Recently released outcomes from a randomized, controlled clinical trial in Japan involving over 170 children aged 1 to 6 who underwent surgery indicate that by utilizing electroencephalogram (EEG) readings to observe brain waves during unconsciousness, an anesthesiologist can notably minimize the amount of anesthesia given, thereby safely inducing and maintaining each patient’s anesthetized condition. On average, the young patients demonstrated considerable enhancements in various post-operative results, which included faster recovery and fewer cases of delirium.
“The primary conclusion is that for children, employing the EEG allows us to lessen the dosage of anesthesia while still keeping the same level of unconsciousness,” states study co-author Emery N. Brown, the Edward Hood Taplin Professor of Medical Engineering and Computational Neuroscience at MIT, an anesthesiologist affiliated with Massachusetts General Hospital, and a professor at Harvard Medical School. The study was published on April 21 in JAMA Pediatrics.
Yasuko Nagasaka, head of anesthesiology at Tokyo Women’s Medical University and a former associate of Brown in the United States, conceptualized the study. She requested Brown to mentor and guide lead author Kiyoyuki Miyasaka from St. Luke’s International Hospital in Tokyo on utilizing EEG for monitoring unconsciousness and adjusting anesthesia dosages in children. Miyasaka subsequently acted as the anesthesiologist for all trial participants. Attending anesthesiologists not involved in the this research were consistently available for oversight.
Brown’s research at The Picower Institute for Learning and Memory, the Institute for Medical Engineering and Science, and the Department of Brain and Cognitive Sciences at MIT has demonstrated that an individual’s level of consciousness under any specific anesthetic agent can be distinguished through their brain wave patterns. Each child’s brain wave activity was recorded using EEG; however, in the control cohort, Miyasaka followed conventional anesthesia dosing protocols, whereas in the experimental cohort, he used EEG data to guide his dosing decisions. The findings illustrate that with the aid of EEG, he was able to achieve the desired level of unconsciousness with a concentration of 2 percent sevoflurane gas, compared to the conventional 5 percent. To maintain unconsciousness, he found that only a concentration of 0.9 percent was necessary, rather than the usual 2.5 percent.

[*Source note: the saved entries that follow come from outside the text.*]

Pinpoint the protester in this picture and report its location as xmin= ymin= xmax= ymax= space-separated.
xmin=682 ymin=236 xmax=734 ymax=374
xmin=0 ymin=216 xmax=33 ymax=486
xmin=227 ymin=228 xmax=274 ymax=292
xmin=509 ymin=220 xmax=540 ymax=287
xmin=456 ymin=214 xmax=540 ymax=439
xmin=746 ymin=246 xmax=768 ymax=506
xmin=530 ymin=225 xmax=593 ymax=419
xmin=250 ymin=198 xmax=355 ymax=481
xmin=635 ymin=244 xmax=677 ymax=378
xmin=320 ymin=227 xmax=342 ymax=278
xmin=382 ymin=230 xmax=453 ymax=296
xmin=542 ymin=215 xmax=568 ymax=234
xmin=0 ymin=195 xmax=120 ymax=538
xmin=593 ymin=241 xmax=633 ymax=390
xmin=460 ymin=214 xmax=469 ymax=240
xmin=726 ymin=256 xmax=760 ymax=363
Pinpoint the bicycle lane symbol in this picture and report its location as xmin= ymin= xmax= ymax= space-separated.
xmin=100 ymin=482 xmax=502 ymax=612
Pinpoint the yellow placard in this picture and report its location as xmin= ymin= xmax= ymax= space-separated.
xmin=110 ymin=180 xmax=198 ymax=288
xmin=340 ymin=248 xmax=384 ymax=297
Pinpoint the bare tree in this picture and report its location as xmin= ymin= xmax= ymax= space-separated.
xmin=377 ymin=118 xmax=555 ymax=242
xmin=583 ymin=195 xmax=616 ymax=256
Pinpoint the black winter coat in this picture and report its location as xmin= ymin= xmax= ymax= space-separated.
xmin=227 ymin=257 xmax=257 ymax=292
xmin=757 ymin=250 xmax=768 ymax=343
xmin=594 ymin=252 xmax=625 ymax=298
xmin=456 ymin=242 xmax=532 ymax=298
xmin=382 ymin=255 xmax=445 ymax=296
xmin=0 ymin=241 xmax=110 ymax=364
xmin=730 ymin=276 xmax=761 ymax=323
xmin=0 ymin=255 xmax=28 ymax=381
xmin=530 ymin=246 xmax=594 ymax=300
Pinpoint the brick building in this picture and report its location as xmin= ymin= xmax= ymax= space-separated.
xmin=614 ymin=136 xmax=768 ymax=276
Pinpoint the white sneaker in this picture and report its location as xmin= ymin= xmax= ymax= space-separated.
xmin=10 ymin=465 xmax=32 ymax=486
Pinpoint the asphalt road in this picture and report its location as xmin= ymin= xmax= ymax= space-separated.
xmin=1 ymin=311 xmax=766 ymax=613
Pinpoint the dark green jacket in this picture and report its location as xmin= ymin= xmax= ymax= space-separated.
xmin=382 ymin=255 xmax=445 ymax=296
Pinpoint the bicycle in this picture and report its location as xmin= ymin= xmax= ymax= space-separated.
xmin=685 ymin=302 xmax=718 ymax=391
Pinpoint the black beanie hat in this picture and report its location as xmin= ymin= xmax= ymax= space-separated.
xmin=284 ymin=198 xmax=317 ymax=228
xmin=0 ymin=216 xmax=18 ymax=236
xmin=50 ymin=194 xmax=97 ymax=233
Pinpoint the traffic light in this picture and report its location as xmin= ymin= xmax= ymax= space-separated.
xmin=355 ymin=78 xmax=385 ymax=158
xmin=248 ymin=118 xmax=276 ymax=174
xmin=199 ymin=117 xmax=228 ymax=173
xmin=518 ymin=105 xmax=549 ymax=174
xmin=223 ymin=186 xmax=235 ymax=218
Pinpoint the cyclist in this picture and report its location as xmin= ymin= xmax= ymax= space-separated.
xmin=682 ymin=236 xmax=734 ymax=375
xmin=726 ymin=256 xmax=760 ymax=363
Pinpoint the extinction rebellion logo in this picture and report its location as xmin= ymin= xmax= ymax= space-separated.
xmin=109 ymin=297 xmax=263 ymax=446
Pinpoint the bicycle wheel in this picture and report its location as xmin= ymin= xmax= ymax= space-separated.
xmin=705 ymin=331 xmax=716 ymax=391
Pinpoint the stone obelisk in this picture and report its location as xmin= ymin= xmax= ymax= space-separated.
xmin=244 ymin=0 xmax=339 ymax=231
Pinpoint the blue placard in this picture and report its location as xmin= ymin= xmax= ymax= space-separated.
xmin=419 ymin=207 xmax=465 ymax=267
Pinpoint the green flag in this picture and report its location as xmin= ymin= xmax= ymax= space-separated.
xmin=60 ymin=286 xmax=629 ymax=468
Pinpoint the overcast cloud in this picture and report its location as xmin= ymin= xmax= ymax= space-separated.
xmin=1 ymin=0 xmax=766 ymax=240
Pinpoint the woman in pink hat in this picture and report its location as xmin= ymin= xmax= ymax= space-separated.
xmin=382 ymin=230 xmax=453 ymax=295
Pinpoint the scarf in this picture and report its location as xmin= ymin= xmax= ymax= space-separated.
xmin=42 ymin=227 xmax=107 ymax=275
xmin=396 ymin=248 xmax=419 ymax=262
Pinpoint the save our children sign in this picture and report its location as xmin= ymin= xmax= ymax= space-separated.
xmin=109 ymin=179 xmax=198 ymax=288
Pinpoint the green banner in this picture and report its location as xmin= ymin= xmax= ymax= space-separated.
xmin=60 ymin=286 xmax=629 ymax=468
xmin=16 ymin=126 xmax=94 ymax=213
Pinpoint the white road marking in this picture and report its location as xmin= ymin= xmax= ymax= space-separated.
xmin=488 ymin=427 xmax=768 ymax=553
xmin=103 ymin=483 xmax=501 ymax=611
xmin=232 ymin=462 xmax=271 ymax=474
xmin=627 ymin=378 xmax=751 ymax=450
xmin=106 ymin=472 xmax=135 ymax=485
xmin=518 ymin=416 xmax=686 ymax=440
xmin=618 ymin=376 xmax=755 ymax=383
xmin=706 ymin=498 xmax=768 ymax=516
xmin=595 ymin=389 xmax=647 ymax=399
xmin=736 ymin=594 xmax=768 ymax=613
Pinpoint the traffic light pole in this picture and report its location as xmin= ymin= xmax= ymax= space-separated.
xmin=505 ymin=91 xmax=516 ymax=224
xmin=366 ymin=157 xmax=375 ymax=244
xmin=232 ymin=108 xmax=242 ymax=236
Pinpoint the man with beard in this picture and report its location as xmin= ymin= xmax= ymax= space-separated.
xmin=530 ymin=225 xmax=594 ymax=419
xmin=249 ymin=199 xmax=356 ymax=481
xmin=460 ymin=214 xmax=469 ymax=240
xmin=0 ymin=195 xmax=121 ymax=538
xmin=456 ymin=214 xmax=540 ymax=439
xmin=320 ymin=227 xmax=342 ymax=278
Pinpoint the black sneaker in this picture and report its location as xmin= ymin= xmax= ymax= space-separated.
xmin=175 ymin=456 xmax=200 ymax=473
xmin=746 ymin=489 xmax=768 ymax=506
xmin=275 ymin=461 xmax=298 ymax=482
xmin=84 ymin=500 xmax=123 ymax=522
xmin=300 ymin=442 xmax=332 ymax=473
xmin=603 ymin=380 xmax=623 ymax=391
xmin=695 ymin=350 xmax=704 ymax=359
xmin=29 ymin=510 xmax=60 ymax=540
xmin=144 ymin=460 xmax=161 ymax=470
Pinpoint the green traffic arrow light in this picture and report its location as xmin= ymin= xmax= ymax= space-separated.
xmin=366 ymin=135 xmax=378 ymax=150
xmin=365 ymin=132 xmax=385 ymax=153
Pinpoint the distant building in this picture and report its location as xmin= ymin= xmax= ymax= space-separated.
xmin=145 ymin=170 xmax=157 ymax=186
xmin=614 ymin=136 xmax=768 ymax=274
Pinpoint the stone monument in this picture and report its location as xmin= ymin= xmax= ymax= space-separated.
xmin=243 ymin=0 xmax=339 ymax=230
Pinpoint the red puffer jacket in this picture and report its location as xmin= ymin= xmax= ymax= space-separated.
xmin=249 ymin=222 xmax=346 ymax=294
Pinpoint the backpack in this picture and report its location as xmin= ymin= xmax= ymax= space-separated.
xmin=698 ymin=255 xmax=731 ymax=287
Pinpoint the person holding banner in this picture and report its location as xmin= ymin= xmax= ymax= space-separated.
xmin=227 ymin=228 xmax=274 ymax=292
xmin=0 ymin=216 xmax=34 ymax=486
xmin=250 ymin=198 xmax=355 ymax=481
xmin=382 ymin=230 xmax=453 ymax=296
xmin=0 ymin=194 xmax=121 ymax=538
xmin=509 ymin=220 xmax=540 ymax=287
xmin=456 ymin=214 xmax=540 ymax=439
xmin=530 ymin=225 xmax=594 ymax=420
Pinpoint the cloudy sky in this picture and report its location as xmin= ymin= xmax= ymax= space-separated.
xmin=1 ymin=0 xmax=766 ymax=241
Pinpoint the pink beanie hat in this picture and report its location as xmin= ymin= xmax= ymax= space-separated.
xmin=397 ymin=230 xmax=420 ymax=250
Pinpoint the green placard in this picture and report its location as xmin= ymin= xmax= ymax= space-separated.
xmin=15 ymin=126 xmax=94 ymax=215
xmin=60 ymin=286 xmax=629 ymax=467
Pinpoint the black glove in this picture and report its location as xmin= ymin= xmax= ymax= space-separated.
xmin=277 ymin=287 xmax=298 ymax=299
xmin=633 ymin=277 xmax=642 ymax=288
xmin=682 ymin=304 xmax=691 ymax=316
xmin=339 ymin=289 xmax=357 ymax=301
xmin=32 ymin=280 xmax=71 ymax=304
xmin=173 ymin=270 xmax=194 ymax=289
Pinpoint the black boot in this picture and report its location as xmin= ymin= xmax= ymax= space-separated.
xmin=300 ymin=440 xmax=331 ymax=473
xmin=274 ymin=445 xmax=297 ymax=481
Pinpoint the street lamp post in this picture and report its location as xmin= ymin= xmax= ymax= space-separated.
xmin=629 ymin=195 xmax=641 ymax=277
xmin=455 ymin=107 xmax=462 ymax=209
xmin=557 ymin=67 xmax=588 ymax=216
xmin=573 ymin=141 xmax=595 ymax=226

Simultaneously, a separate investigator, unaware of whether EEG or standard protocols were utilized, evaluated the children for signs of “pediatric anesthesia emergence delirium” (PAED), where children might awaken from anesthesia exhibiting symptoms such as lack of eye contact, inconsolability, detachment from their surroundings, restlessness, and random movements. Among those receiving standard anesthesia dosages, 35 percent (30 out of 86) met the criteria for PAED, while in the EEG-guided dosing group, only 21 percent (19 out of 91) reached the threshold. This disparity of 14 percentage points was statistically significant.

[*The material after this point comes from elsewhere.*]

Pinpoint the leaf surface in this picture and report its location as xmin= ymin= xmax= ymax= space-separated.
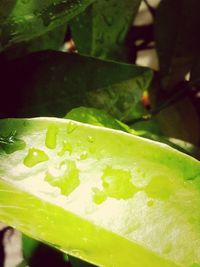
xmin=70 ymin=0 xmax=142 ymax=62
xmin=0 ymin=0 xmax=95 ymax=51
xmin=0 ymin=118 xmax=200 ymax=266
xmin=0 ymin=51 xmax=152 ymax=121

Moreover, the authors noted that, on average, EEG-guided patients had their breathing tubes removed 3.3 minutes sooner, emerged from anesthesia 21.4 minutes earlier, and were discharged from post-acute care 16.5 minutes quicker than those who received anesthesia following the standard guidelines. All these differences were statistically significant as well. Additionally, no child in this study experienced awareness during surgery.

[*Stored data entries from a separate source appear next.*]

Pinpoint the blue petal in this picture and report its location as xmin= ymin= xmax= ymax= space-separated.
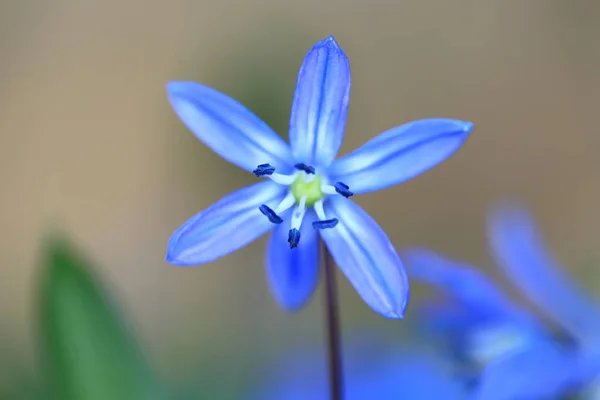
xmin=288 ymin=36 xmax=351 ymax=168
xmin=319 ymin=197 xmax=409 ymax=318
xmin=328 ymin=119 xmax=473 ymax=194
xmin=474 ymin=342 xmax=583 ymax=400
xmin=166 ymin=181 xmax=285 ymax=265
xmin=348 ymin=351 xmax=465 ymax=400
xmin=414 ymin=299 xmax=549 ymax=371
xmin=167 ymin=81 xmax=293 ymax=173
xmin=403 ymin=248 xmax=541 ymax=329
xmin=404 ymin=248 xmax=547 ymax=365
xmin=266 ymin=211 xmax=320 ymax=311
xmin=488 ymin=202 xmax=600 ymax=347
xmin=416 ymin=300 xmax=483 ymax=336
xmin=253 ymin=337 xmax=465 ymax=400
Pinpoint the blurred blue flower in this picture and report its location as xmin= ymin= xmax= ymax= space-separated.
xmin=404 ymin=202 xmax=600 ymax=399
xmin=165 ymin=35 xmax=473 ymax=318
xmin=250 ymin=336 xmax=467 ymax=400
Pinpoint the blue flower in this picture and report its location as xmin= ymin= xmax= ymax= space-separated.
xmin=249 ymin=336 xmax=466 ymax=400
xmin=487 ymin=202 xmax=600 ymax=398
xmin=487 ymin=202 xmax=600 ymax=352
xmin=403 ymin=202 xmax=600 ymax=399
xmin=404 ymin=248 xmax=579 ymax=400
xmin=165 ymin=36 xmax=473 ymax=318
xmin=403 ymin=250 xmax=539 ymax=353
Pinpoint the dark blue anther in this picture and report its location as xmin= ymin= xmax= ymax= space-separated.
xmin=334 ymin=182 xmax=353 ymax=198
xmin=312 ymin=218 xmax=339 ymax=230
xmin=253 ymin=163 xmax=275 ymax=177
xmin=288 ymin=228 xmax=301 ymax=248
xmin=259 ymin=205 xmax=283 ymax=224
xmin=294 ymin=163 xmax=315 ymax=174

The authors pointed out that the faster recovery for patients who received EEG-guided anesthesia was not only medically advantageous but also helped lower health-care expenses. Time spent in post-acute care in the United States costs approximately $46 per minute, so the average reduction of 16.5 minutes could save around $750 per instance. Sevoflurane is also a potent greenhouse gas, Brown emphasizes, making its reduced use beneficial for the environment.
In this research, the authors also provide comparisons of EEG recordings from children in both the control and experimental groups. There are distinct differences in the “spectrograms” that illustrate the power of specific brain wave frequencies both during surgery and as children were nearing emergence from anesthesia, according to Brown.
For example, among children who received EEG-guided dosing, there were clearly defined bands of high power at around 1-3 Hertz and 10-12 Hz. In contrast, in children subjected to standard protocol dosing, the entire frequency range up to approximately 15 Hz displayed high power. Additionally, children who presented with PAED exhibited higher power across several frequencies up to 30Hz compared to those without PAED.
These results further reinforce the concept that monitoring brain waves during surgery can offer anesthesiologists practical insights to enhance patient care, asserts Brown. Training in interpreting EEGs and managing dosing can be easily incorporated into ongoing medical education at hospitals, he adds.
Alongside Miyasaka, Brown, and Nagasaka, Yasuyuki Suzuki is also a co-author of the study.
Funding sources for this research include the MIT-Massachusetts General Brigham Brain Arousal State Control Innovation Center, the Freedom Together Foundation, and the Picower Institute.